Adopting a Weight Training Program Key to Enhancing Performance

Weight training – also called strength or resistance training – not only can improve soccer players’ strength and athletic performance, but also can prevent injury.

What is weight training?

Weight training means adding resistance to your body’s natural movements to make those movements more difficult, and help muscles become stronger.

Benefits of weight training

Weight training increases fitness by:

  • Increasing muscle strength and endurance
  • Enhancing the cardiovascular system
  • Increasing flexibility
  • Maintaining the body’s fat within acceptable limits.

Weight training can be an important component of a fitness program, regardless of your age or gender.

Weight training equipment

You can use free weights or weight machines. Free weights are less expensive than weight machines and are more easily adapted to smaller and larger body types. Machines are safer than most free weights because the weight is more controlled. If you use free weights, select a set of barbells or dumbbells and a weight bench for the upper extremity and barbells for the lower extremities. For all lifting, remember to use a weight belt. Some people feel weight gloves offer better grip strength; however, they are not necessary. Good athletic shoes providing firm floor traction are a must.

Starting a weight training program

First, establish goals for your program. Decide if you want to obtain good muscular tone and cardiovascular endurance, to build muscle strength in a particular muscle group to improve sports performance, or to rehabilitate an injured muscle.

To improve muscle tone and cardiovascular performance, exercises should be done at least four times a week for approximately 20 to 30 minutes a session. You can take very short rest periods (30 seconds or less) between exercises. This program generally consists of 15 to 20 repetitions of an exercise for each major muscle group.

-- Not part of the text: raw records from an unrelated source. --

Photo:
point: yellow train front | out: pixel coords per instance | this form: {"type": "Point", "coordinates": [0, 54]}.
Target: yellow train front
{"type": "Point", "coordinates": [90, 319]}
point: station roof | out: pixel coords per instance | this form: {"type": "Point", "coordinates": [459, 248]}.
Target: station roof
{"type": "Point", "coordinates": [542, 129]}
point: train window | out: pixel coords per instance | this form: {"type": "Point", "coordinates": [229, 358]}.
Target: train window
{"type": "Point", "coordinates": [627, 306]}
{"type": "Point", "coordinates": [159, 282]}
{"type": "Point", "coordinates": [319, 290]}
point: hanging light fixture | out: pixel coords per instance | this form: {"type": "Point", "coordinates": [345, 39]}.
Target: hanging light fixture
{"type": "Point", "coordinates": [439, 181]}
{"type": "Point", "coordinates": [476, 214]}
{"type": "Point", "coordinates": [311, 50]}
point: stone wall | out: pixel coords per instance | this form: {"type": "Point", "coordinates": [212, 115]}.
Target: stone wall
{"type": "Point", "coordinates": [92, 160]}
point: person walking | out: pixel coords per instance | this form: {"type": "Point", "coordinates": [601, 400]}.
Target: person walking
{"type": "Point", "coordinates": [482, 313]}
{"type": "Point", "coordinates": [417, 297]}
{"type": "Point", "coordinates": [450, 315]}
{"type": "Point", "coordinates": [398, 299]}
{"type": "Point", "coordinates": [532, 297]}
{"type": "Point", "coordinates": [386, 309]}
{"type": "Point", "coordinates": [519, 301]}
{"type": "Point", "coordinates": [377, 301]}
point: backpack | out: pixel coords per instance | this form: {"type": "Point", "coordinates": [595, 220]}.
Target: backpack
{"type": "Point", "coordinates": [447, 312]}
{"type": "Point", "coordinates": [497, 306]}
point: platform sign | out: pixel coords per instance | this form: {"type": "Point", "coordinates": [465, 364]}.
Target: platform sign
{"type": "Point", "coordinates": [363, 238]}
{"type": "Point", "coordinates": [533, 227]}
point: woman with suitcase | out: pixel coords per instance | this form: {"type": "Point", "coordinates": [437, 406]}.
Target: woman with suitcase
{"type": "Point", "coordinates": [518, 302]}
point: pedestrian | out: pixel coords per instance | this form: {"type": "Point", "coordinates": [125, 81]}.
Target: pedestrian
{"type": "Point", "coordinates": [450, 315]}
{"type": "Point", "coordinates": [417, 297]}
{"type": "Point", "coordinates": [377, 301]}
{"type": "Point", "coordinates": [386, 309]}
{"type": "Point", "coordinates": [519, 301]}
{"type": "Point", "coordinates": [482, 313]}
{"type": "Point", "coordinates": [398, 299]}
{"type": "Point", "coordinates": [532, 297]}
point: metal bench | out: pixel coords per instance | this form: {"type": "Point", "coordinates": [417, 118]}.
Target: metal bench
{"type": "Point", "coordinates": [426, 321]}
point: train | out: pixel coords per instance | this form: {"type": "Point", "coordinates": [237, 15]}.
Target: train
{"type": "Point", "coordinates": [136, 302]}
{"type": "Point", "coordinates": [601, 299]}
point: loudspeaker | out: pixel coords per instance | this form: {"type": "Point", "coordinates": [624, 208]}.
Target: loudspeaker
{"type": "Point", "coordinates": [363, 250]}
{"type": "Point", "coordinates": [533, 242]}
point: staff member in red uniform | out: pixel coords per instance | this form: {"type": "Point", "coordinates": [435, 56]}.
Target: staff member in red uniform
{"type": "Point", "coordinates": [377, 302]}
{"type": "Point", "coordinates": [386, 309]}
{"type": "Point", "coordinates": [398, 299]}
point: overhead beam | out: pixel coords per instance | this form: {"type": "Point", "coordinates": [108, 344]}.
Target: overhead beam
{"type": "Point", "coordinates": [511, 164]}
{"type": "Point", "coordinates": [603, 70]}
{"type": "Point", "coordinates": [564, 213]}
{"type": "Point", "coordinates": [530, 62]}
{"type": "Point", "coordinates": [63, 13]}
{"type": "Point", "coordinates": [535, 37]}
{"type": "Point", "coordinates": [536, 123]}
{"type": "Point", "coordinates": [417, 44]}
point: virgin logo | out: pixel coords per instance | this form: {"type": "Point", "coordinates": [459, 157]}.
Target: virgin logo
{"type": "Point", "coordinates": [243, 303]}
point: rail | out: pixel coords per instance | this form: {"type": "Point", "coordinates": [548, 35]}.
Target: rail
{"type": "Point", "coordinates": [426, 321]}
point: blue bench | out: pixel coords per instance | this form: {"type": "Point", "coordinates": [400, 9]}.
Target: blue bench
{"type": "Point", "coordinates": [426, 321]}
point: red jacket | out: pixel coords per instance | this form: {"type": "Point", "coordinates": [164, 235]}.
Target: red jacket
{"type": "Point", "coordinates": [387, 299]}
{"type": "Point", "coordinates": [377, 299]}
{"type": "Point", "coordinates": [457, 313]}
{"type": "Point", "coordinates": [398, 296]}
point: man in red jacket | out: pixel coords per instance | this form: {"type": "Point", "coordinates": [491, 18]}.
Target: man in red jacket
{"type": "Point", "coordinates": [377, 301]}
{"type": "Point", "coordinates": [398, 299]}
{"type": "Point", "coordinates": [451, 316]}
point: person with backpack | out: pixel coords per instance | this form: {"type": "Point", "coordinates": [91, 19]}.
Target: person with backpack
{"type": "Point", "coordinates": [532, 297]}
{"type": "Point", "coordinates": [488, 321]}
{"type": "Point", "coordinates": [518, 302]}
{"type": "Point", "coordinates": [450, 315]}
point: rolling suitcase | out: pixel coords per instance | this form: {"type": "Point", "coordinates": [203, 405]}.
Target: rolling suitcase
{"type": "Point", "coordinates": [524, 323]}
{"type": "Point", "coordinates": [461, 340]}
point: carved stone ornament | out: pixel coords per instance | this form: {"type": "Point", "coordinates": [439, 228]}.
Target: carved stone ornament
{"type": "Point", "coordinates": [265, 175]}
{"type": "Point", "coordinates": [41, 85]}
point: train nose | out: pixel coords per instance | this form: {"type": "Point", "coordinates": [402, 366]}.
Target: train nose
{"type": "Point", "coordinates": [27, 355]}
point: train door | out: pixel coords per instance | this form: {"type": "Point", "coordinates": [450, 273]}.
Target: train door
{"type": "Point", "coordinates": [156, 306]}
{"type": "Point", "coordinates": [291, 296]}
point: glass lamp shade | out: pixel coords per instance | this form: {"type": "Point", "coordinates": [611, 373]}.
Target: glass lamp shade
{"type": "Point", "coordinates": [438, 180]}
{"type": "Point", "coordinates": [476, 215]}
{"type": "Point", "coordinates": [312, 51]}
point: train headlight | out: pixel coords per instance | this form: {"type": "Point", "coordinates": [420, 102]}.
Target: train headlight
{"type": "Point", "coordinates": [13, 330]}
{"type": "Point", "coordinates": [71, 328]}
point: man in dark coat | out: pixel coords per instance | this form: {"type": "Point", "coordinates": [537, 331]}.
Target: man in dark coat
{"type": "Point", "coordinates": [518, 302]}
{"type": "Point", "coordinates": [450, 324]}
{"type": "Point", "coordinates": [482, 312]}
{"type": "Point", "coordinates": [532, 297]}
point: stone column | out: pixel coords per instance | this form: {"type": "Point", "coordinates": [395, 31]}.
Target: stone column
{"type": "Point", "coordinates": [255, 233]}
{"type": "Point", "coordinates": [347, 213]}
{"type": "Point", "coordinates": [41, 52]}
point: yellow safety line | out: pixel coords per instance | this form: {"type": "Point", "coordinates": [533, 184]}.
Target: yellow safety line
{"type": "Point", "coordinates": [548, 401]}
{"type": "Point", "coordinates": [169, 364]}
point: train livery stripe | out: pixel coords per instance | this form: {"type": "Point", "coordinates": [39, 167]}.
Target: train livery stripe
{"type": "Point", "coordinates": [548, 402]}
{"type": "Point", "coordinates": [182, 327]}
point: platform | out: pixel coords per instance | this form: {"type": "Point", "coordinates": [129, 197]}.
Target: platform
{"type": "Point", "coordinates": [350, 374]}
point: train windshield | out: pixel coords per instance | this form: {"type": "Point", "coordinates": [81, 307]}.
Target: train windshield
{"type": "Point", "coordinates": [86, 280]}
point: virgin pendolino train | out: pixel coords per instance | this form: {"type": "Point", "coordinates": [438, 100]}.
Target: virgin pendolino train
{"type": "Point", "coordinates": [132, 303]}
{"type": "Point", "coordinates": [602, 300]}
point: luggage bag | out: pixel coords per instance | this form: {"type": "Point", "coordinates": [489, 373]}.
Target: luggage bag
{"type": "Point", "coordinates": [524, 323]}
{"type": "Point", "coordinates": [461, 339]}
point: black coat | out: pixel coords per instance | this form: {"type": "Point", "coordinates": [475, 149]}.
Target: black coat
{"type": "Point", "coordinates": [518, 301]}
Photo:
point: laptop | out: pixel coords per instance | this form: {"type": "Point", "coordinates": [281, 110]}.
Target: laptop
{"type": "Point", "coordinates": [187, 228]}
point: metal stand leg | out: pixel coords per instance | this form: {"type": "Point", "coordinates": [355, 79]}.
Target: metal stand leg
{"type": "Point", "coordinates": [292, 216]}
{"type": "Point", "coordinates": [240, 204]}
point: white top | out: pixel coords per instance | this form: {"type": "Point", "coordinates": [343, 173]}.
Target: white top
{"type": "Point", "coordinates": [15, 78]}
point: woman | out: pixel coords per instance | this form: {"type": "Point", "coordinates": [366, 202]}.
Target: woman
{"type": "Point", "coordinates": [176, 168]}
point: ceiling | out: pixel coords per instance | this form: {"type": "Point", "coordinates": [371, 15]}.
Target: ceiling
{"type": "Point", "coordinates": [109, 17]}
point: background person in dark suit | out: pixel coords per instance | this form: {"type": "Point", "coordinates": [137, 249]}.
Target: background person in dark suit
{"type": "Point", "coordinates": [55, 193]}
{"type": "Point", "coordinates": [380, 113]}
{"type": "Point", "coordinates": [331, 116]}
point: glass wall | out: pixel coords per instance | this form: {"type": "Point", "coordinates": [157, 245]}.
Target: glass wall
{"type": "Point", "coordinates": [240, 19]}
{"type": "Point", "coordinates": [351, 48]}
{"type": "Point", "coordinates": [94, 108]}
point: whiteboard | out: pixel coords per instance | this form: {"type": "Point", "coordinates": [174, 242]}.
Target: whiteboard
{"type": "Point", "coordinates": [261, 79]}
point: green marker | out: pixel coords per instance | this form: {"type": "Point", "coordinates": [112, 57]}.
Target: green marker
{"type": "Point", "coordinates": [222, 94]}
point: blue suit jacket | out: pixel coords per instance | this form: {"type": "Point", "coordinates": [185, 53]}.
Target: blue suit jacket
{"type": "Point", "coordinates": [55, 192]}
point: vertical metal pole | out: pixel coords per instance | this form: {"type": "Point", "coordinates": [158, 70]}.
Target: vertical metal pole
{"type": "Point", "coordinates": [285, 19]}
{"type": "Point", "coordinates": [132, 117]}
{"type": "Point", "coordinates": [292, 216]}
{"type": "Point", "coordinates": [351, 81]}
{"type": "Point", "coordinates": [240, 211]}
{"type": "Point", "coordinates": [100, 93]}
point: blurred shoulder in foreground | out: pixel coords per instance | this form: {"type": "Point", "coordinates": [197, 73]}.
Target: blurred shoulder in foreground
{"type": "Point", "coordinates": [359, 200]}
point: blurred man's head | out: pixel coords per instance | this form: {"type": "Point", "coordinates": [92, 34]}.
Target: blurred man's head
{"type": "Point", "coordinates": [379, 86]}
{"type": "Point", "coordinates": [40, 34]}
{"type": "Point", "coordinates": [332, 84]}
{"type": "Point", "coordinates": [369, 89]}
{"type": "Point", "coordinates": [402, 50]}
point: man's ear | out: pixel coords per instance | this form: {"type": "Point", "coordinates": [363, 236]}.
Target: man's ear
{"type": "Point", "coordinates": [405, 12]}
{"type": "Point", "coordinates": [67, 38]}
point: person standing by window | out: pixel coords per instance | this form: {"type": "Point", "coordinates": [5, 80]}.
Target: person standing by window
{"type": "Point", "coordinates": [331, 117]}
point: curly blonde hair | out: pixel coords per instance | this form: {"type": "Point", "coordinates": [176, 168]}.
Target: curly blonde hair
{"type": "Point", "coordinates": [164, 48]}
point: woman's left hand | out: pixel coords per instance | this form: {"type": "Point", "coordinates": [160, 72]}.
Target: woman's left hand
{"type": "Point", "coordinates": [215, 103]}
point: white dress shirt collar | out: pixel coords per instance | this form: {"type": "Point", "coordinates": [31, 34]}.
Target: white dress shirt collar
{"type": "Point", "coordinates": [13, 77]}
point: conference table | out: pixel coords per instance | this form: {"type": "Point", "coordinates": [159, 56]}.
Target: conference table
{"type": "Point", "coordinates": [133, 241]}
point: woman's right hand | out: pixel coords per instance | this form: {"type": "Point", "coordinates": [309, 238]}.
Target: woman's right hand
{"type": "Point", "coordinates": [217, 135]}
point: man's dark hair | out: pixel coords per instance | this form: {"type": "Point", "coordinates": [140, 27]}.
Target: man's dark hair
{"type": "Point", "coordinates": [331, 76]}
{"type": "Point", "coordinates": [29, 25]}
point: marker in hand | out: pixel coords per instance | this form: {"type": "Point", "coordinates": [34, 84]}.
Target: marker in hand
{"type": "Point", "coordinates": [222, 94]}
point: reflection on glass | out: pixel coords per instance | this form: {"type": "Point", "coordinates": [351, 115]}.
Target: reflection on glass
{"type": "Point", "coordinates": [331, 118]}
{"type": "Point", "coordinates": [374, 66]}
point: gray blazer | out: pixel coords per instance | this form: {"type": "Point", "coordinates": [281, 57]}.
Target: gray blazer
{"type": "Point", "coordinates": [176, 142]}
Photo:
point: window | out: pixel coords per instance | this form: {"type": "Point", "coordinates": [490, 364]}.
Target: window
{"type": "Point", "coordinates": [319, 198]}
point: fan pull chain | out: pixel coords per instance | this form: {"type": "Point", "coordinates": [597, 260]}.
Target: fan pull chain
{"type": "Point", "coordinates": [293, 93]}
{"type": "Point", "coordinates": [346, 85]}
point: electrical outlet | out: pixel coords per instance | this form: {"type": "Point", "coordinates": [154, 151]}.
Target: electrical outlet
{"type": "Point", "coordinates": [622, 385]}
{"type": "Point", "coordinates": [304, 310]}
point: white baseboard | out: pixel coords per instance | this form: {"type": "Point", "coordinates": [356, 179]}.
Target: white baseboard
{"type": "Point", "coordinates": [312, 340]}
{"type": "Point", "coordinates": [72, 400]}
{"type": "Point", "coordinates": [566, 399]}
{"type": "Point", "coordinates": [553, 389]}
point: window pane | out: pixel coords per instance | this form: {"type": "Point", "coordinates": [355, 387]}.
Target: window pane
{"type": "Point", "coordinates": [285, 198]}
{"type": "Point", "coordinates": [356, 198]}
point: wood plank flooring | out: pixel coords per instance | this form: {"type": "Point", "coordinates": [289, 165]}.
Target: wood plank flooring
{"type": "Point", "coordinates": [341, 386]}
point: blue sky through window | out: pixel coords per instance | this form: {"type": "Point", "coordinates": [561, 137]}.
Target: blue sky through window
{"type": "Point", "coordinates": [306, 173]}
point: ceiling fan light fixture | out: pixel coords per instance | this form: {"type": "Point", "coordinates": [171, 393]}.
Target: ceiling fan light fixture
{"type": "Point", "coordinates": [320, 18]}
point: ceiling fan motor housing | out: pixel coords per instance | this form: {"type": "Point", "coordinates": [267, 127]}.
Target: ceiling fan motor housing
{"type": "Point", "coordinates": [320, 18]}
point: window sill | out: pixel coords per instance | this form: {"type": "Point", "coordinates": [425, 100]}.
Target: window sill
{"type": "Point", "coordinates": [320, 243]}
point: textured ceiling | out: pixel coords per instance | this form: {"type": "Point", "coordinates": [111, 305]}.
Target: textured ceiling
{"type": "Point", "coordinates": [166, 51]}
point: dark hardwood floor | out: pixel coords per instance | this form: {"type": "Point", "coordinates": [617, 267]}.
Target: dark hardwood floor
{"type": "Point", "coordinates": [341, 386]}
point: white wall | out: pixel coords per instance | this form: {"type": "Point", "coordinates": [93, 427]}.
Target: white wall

To build strength, exercise the muscle group that you want to strengthen until fatigued. This program incorporates fewer repetitions than circuit training. For example, do three sets of repetitions, but only 8 to 10 repetitions per set, with a longer rest period of 60 to 90 seconds between each exercise. This routine may be done every other day, but not as frequently as a circuit program because the fatigued muscles need longer to recover.

To rehabilitate an injured muscle, your program will be similar to the circuit training program of higher repetitions and lower weights. However, a rehabilitation program, unlike a circuit training program, focuses on working the injured muscle group.

An exercise professional, such as a certified athletic trainer, sports physical therapist, exercise physiologist or strength and conditioning coach, can help design a program suitable for your needs.


Always check with your physician before beginning a weight training program, particularly if you are over the age of 30 or have any physical limitations. If you have musculoskeletal problems, see an orthopedist to ensure that the program will not aggravate those problems.


To avoid injury when weight training:

  • Wear appropriate clothing
  • Keep the weight training area clean and free of debris
  • Stay well hydrated while lifting
  • Get adequate rest
  • Eat sensibly
  • Stretch after warming up, but before lifting
  • Always use a spotter when doing bench presses and squats
  • Lift with a buddy, whenever possible.